I read Captain Corelli’s Mandolin back in 1999 when I was in my first year university (back in the days when my reading habits were more voracious) My copy was actually given to me through a friend. I started it at 5:00am (at least some of my reading habits didn’t change!) and finished it at 2:00am. Yes it was the first time I had done something like that and no book as kept me transfixed like that. Anyway I never really bothered to return the book (which is very rare for me to do) and several years later my friend died of cancer so I guess I have a bit of her legacy.
Captain Correlli’s is a deceptively intricate novel which takes place on the Greek island of Cephalonia during the second World War and time progresses until the present day (or in this case 90’s Greece). It’s focuses upon Pelegia, the daughter of a physician , Captain Corelli , who makes an appearance when the Italians take over the island and Carlo, a homosexual Italian soldier, who ultimately turns out to be the novel’s plot twist. (don’t worry I’m not spoiling anything). Not to mention the charming cast of villagers who populate the novel.
Together these characters fall in and out of love , die and fight as the island is practically wiped out by the German occupation (they massacred the Italians) of the island. Ultimately it is love that lives on and leaves it’s traces til the very end.
Despite its relative thickness, de Bernieres does not beat around the bush once.
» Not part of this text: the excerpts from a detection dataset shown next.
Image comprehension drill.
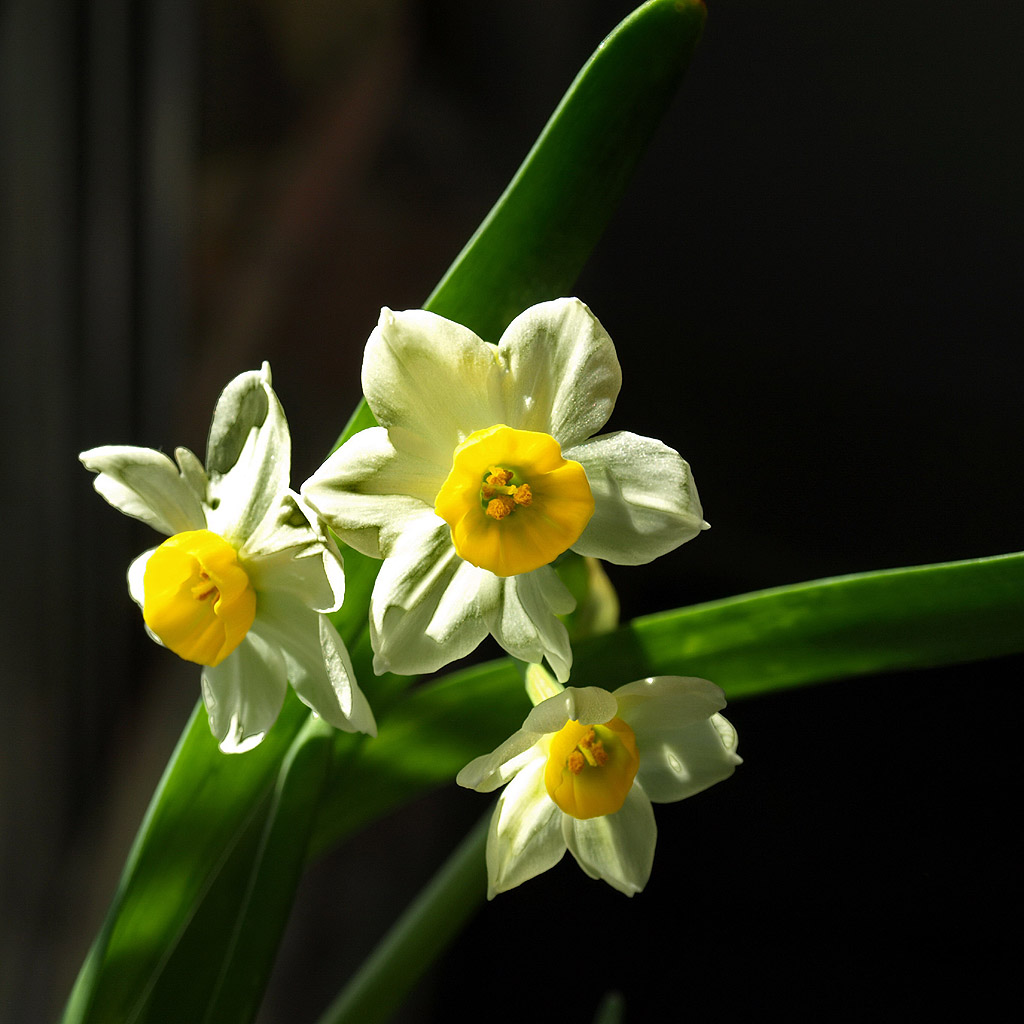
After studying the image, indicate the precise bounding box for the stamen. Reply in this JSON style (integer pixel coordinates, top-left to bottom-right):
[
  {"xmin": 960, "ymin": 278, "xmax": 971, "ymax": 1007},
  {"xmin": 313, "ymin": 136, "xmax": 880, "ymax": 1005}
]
[
  {"xmin": 484, "ymin": 466, "xmax": 512, "ymax": 487},
  {"xmin": 434, "ymin": 423, "xmax": 594, "ymax": 577},
  {"xmin": 544, "ymin": 718, "xmax": 640, "ymax": 819}
]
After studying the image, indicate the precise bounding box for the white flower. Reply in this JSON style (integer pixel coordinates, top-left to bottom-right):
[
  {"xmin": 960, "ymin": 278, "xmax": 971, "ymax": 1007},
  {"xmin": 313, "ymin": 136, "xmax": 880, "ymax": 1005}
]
[
  {"xmin": 456, "ymin": 676, "xmax": 741, "ymax": 899},
  {"xmin": 302, "ymin": 299, "xmax": 707, "ymax": 680},
  {"xmin": 79, "ymin": 362, "xmax": 376, "ymax": 753}
]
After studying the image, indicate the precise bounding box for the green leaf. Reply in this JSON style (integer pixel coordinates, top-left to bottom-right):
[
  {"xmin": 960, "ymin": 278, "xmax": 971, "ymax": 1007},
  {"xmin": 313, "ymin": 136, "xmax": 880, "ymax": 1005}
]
[
  {"xmin": 65, "ymin": 0, "xmax": 703, "ymax": 1024},
  {"xmin": 65, "ymin": 691, "xmax": 307, "ymax": 1024},
  {"xmin": 312, "ymin": 554, "xmax": 1024, "ymax": 851},
  {"xmin": 338, "ymin": 0, "xmax": 707, "ymax": 444}
]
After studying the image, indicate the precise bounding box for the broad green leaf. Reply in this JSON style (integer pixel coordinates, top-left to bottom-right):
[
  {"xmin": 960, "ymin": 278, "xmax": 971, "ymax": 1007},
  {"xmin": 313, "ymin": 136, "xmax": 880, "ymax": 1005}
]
[
  {"xmin": 338, "ymin": 0, "xmax": 707, "ymax": 444},
  {"xmin": 65, "ymin": 0, "xmax": 703, "ymax": 1024},
  {"xmin": 58, "ymin": 691, "xmax": 307, "ymax": 1022},
  {"xmin": 312, "ymin": 553, "xmax": 1024, "ymax": 851}
]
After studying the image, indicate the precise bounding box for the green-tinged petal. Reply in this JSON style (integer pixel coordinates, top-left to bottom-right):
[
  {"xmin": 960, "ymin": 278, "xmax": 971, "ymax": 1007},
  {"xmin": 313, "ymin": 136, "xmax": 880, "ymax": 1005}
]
[
  {"xmin": 561, "ymin": 782, "xmax": 657, "ymax": 896},
  {"xmin": 206, "ymin": 362, "xmax": 291, "ymax": 547},
  {"xmin": 362, "ymin": 309, "xmax": 502, "ymax": 467},
  {"xmin": 239, "ymin": 492, "xmax": 345, "ymax": 611},
  {"xmin": 522, "ymin": 686, "xmax": 618, "ymax": 732},
  {"xmin": 302, "ymin": 427, "xmax": 452, "ymax": 558},
  {"xmin": 562, "ymin": 431, "xmax": 707, "ymax": 565},
  {"xmin": 499, "ymin": 299, "xmax": 622, "ymax": 449},
  {"xmin": 487, "ymin": 758, "xmax": 565, "ymax": 899},
  {"xmin": 174, "ymin": 447, "xmax": 210, "ymax": 502},
  {"xmin": 614, "ymin": 676, "xmax": 742, "ymax": 804},
  {"xmin": 491, "ymin": 565, "xmax": 575, "ymax": 683},
  {"xmin": 79, "ymin": 444, "xmax": 206, "ymax": 537},
  {"xmin": 251, "ymin": 592, "xmax": 377, "ymax": 735},
  {"xmin": 370, "ymin": 512, "xmax": 501, "ymax": 676},
  {"xmin": 455, "ymin": 729, "xmax": 547, "ymax": 793},
  {"xmin": 203, "ymin": 630, "xmax": 288, "ymax": 754}
]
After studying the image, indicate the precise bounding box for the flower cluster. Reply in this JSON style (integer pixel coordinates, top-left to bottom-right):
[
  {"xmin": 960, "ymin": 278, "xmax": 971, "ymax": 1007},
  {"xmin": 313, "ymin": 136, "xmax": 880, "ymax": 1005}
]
[{"xmin": 80, "ymin": 299, "xmax": 739, "ymax": 896}]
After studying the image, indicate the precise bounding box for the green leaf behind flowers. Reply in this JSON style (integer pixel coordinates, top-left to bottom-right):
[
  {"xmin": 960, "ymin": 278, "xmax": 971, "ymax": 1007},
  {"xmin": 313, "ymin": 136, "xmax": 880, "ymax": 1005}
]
[
  {"xmin": 65, "ymin": 0, "xmax": 703, "ymax": 1024},
  {"xmin": 312, "ymin": 553, "xmax": 1024, "ymax": 851}
]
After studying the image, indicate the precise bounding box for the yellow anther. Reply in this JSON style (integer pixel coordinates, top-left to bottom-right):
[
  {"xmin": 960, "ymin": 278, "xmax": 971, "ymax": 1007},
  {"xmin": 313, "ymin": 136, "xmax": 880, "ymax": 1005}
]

Every single detail from a pea pulled out of an ear to the mandolin of the title recurs and shows up throughout the book’s progress. There are bits which contain genuine slapstick and will make you laugh out loud (the ‘joke war’ is particularly good) and there are bits which are genuinely disturbing and horrifying. It’s a very well-rounded novel and although there are shades of Garcia Marquez it never gets bogged down with the extra details.
In 2007 i got to meet Louis de Bernieres and I have to admit I found him a bit off-putting, even a bit of a braggart and a snob at times. It goes to show that one must exercise caution when meeting a literary hero.